Two years ago, I witnessed the most horrific day of my life – something that has changed the way I look at life forever. 

Since being released from prison, I have been avoiding my experience and trying to detach. But over the last three days, I’ve done something that I hadn’t done since my release: I started watching videos from the day of the Rabaa massacre.

It brought back many painful memories.

Egypt to release Al Jazeera’s Elshamy

On the evening of June 30, as the streets of Egypt buzzed with political turmoil, I was in the Nigerian capital of Abuja and out for a stroll with my wife. Around midnight, my phone buzzed with an email notification, and the next thing I knew, I was on a plane to Cairo. At the time, I was thinking about the job ahead – I didn’t know that the next year would change my life forever.

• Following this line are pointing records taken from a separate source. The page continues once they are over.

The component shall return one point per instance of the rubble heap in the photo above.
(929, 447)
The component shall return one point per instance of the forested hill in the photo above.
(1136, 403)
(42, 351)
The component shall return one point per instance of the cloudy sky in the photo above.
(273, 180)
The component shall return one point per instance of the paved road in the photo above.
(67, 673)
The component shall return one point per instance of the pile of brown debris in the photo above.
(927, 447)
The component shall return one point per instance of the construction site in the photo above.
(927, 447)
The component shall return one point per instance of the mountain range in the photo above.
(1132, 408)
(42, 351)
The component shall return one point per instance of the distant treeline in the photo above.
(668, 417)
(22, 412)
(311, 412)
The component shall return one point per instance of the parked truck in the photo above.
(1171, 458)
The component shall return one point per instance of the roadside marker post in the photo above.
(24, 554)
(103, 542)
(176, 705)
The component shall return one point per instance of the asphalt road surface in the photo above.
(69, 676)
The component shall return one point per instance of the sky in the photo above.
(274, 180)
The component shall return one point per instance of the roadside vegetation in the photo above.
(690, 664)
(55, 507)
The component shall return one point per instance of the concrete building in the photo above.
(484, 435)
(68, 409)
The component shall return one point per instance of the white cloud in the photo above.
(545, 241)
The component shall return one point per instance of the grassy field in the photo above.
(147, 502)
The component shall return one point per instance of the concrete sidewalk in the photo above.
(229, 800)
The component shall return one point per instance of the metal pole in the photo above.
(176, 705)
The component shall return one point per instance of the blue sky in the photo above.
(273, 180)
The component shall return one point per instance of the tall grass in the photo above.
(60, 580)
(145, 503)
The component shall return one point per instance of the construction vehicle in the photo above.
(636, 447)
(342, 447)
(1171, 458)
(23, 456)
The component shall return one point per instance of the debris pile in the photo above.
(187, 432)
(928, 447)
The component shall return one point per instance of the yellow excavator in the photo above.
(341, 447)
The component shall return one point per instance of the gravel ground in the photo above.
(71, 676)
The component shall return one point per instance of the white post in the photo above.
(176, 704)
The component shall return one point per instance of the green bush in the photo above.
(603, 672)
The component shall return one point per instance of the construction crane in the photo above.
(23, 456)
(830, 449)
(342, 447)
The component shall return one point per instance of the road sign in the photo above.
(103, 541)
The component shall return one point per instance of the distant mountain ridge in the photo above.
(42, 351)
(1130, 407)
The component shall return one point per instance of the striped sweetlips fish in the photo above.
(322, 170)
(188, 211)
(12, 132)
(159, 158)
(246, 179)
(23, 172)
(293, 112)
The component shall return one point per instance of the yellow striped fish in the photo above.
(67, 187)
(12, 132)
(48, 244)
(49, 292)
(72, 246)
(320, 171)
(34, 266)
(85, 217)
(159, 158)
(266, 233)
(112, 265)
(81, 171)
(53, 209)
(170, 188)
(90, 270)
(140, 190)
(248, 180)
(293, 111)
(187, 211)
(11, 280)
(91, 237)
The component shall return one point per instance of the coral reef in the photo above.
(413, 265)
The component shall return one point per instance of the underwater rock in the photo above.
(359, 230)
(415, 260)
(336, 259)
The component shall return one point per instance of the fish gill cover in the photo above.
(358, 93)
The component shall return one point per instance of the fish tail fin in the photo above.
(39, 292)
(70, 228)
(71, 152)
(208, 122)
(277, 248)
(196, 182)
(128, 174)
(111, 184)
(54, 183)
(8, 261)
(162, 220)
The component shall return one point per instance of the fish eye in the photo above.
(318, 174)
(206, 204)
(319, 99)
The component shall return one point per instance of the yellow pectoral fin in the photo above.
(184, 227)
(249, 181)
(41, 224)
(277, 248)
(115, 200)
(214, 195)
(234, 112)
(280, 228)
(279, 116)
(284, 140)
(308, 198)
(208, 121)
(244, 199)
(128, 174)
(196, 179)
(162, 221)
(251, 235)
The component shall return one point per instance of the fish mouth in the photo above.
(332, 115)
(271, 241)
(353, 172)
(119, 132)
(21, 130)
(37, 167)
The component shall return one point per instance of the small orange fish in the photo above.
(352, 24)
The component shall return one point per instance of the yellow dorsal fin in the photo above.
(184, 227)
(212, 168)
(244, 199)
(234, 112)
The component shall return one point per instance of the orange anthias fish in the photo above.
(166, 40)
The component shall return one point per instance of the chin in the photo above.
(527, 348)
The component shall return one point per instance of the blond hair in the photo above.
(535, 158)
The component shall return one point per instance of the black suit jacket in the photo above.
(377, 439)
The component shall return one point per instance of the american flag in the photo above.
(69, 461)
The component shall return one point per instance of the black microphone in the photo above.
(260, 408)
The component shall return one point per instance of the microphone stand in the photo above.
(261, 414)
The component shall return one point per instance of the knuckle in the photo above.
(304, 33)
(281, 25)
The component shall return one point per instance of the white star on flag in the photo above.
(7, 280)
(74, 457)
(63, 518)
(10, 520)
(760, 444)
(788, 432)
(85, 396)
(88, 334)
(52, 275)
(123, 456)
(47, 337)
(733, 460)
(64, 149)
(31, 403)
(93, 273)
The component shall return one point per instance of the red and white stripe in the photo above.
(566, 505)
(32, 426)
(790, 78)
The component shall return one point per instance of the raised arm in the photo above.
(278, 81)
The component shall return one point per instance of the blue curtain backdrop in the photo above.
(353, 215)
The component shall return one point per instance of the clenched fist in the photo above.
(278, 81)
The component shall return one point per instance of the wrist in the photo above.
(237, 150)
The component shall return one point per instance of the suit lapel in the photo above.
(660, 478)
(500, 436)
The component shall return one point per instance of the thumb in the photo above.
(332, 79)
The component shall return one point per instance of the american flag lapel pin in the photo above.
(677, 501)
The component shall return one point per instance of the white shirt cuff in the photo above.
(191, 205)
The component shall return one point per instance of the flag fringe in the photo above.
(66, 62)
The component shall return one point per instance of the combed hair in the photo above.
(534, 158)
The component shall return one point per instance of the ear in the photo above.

Six weeks later, I was in a security van with 50 other people, locked up without knowing our destiny. We were arrested, beaten, and abused verbally and physically by Egyptian security forces. On the streets of Cairo, chaos was calling the shots, and a lot of blood was spilled. 

We took turns pressing our faces against the small van window to get fresh air. We were eventually taken to the Cairo stadium, filled with hundreds of people, some of whom were bleeding or unconscious. At dawn, I was sent with more than two dozen others to a police station in Cairo.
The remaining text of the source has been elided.